How to woo digitally-savvy shoppers28th Nov '17
Millennials are the future – both at home and in the export markets of the Far East – and appealing to them requires businesses to develop a new approach
When it comes to selling to the fast-growing, evolving and diverse range of nations in the Far East, it’s as important to consider the demographics as it is the geography. As Ian Tandy, HSBC’s Head of Global Trade and Receivables Finance, said to the 140 SME business owners at the Cathay Pacific/HSBC Routes to Growth conference: “The ASEAN’s 625m population is strikingly youthful.”
True, the middle-class in the Far East is growing rapidly and has money to spend. But it’s the digitally-savvy ‘millennials’ that pose the greatest challenge to the status quo.
Millennials, defined as those born between 1982 and 2002, are supposed to work, view employment and have career plans that differ significantly from those of previous generations. They also shop differently, having been in the vanguard of the mobile, internet and digital era.
For British businesses looking to trade in China and the other booming Far-Eastern economies, attracting this key group, both as customers and employees, is critical to success.
According to Forbes: “Chinese millennials, numbering more than 400 million, are a force to be reckoned with.” They are “ultra-connected consumers”.
They also need to be treated differently. “We had to throw out the rule book,” revealed Margaret Manning, CEO of Adelphi, a digital design agency. Websites are old hat, she suggested. “You have to use different platforms in different ways and with different modes of address,” she said. “We use WeChat [the Chinese equivalent of WhatsApp] to talk with very senior government clients in a way you would probably speak to your best friend or children. It’s very different.”
“Learn what social media your customers like to be on and use that,” agreed Julie Deane, founder of The Cambridge Satchel Company, a business that exports globally, selling via digital platforms. “In the UK people operate via email; in China it is via social media. I’ve now got lots of customers who are my friends on WeChat. It’s a really effective and cheap way of communicating.”

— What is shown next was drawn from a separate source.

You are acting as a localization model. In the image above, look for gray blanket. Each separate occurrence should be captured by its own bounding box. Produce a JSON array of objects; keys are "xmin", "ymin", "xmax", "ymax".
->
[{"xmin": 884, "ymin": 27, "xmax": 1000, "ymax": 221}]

It’s not just the medium, but the communication channel. The way businesses are structured is also critical.
The approach until now has been based on selling to ‘baby boomers’ (roughly defined as those born between the mid-1940s and mid-1960s), using baby-boomer processes. ‘’Businesses,’’ said William Kim, CEO of the fashion brand AllSaints, ‘’are behind the curve ‘’when it comes to millennials and their ways. Society is outpacing innovation adoption quicker than companies. The world is changing yet business models are not.”
He feels something of a pioneer. “We knew as far back as 2012 that, by 2020, ‘generation next’ [millennials] were going to outnumber the baby boomers in the UK, US and China.”
That meant changing the way the firm linked with both staff and customers, involving adopting a flatter management structure and making changes to sales channels.
AllSaints halved its number of management tiers. “A flatter organisation gives you pace,” said Kim. Innovation comes from how you organise and motivate your teams. It’s all about flexibility and speed of response to changes, and opportunities. The business cycle has become shorter. “These days you can’t work to annual targets; we have to work towards 100-day goals.”
To connect with the millennials, businesses have to digitalise, “taking the analogue out of everything you do in your business,” he added. “Digitalisation is shifting the way the world works and shifting it fast. Businesses need to keep up with the curve if they are to survive. Regardless of sector, if companies adopt innovation, they have great growth potential.”